Кеша с трудом перевел дух:
– Нет! Здоровый, как бык.
– Не так давно он у тебя был чуть побольше кролика.
– Не скажи, дед Егор! За лето Хрюша на крапиве да комбикорме нагулял килограммов тридцать. А верткий – спасу нет.
– Зачем же его летом забивать? Мясо ведь испортится.

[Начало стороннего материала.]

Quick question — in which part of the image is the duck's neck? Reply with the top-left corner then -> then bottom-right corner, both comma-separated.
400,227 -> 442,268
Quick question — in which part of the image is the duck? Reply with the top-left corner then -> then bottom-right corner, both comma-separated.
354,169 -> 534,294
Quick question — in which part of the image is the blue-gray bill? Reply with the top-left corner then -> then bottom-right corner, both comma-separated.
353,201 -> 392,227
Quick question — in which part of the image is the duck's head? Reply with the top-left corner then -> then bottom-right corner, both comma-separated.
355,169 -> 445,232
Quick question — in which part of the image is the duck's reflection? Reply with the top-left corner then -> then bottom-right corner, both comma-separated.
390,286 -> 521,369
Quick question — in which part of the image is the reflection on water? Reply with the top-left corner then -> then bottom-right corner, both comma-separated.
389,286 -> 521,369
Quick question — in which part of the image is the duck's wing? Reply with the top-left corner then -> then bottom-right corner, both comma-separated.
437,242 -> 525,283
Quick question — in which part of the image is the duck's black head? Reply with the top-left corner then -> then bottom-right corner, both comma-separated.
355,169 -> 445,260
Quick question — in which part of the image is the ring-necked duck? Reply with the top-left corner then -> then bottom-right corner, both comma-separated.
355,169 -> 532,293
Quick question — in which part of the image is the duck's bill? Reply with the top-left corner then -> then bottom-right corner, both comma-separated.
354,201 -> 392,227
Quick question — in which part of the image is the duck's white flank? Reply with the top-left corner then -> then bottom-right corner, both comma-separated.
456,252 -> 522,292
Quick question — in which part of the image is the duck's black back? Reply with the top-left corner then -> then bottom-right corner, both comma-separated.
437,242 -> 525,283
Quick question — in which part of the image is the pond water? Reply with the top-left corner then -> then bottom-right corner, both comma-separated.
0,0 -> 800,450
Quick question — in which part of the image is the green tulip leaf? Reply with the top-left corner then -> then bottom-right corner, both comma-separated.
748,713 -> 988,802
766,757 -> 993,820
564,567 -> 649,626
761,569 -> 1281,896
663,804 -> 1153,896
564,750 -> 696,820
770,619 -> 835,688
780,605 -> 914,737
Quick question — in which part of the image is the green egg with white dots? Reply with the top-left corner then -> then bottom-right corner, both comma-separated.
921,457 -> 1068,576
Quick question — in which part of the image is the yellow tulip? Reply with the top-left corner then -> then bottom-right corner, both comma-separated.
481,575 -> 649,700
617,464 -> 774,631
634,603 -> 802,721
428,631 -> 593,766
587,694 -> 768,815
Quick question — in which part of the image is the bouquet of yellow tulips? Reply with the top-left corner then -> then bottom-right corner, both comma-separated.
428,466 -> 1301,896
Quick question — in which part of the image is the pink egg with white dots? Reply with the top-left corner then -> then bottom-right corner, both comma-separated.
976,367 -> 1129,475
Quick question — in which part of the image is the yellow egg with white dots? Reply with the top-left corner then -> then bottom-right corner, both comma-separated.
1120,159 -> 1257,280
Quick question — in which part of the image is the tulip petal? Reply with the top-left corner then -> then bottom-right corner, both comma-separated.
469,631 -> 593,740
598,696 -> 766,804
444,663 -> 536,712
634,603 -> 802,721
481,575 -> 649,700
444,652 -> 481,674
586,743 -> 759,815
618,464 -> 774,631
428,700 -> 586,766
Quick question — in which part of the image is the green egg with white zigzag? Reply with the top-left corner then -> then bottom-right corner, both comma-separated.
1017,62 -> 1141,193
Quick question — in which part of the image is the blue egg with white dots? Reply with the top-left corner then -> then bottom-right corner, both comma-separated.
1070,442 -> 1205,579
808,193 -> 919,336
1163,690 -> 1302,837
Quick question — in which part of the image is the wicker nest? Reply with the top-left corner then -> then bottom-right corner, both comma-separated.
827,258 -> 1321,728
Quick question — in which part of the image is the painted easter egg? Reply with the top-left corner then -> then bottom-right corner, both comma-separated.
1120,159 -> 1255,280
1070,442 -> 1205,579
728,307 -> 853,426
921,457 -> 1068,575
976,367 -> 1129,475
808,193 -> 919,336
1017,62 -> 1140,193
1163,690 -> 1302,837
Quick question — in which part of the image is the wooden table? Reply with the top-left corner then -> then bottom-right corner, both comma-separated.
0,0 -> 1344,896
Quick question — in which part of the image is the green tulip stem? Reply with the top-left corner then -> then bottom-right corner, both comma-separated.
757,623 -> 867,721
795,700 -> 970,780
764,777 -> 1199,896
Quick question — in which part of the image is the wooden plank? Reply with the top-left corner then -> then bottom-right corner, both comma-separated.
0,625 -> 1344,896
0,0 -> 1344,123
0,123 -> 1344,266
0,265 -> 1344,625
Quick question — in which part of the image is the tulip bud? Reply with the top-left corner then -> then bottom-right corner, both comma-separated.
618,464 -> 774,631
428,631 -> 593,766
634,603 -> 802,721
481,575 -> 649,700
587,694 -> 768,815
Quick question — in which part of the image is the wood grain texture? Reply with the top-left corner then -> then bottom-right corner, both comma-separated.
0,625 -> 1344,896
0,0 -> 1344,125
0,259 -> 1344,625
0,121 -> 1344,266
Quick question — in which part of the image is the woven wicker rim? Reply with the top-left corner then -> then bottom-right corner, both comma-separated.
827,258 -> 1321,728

– Видишь ли, какая история… Завтра у моей Людки день рождения. По такому важному событию захотелось бабе мясца откушать. Попросила заколоть кабанчика. С утра мне некогда было этим делом заняться. Закружился по хозяйству туды-сюды. Еще, как на грех, сват Одинеки подвернулся. Уговорил похмелиться за компанию с ним. Ну, понятно, мы с Гриней чекалдыкнули немного и пошли выполнять Людкину просьбу. Я при забое скотины отродясь ножик не применяю. Поэтому спланировал оглоушить Хрюшу по лбу пудовой кувалдой, но Замотаев весь мой план испортил. Русским языком попросил мужика. Придержи, мол, скотиняку. Ему бы, чудаку, всего-то и надо было руками прищучить кабанчика к земле, а Гриня с пьяных глаз оседлал его, как конька-горбунка, задом наперед. Я второпях размахнулся кувалдой да сгоряча вместо Хрюшиного лба жахнул Гриню по откляченной заднице, аж его солдатские штаны лопнули.
– Ну и что теперь? – засмеявшись, спросил дед Егор.
– Что… Теперь хоть плачь, хоть скачь…
– Замотаев-то жив?
– Живой. Какого черта ему, долговязому дураку, сделается. Щас, уткнувшись мордой в траву, на пузе лежит. Через полчасика без похмелки очухается. Но вот моя семейная обстановка, прямо сказать, хреновая.
– Что такое?
– Кабанчик с испугу, будто угорелый, на большой скорости кругами по двору циркулирует. В избе Колька малой криком пуп надрывает, а Людка, как тигра разъяренная, открыла хайло и отборным матом чехвостит всю небесную канцелярию в придачу со мной.
– Пиковое у тебя положение.
– Не говори, хуже губернаторского… Выручай, дед Егор, на тебя последняя надежа… – умоляюще проговорил Кеша и протянул старику ружейный патрон. – Чтобы ты не тратил собственных зарядов, я вот выпросил у свата Одинеки. Уговаривал Василия Васильевича самого оказать мне помощь, да он наотрез отказался. Говорит, после рюмки категорически ружье в руки не берет.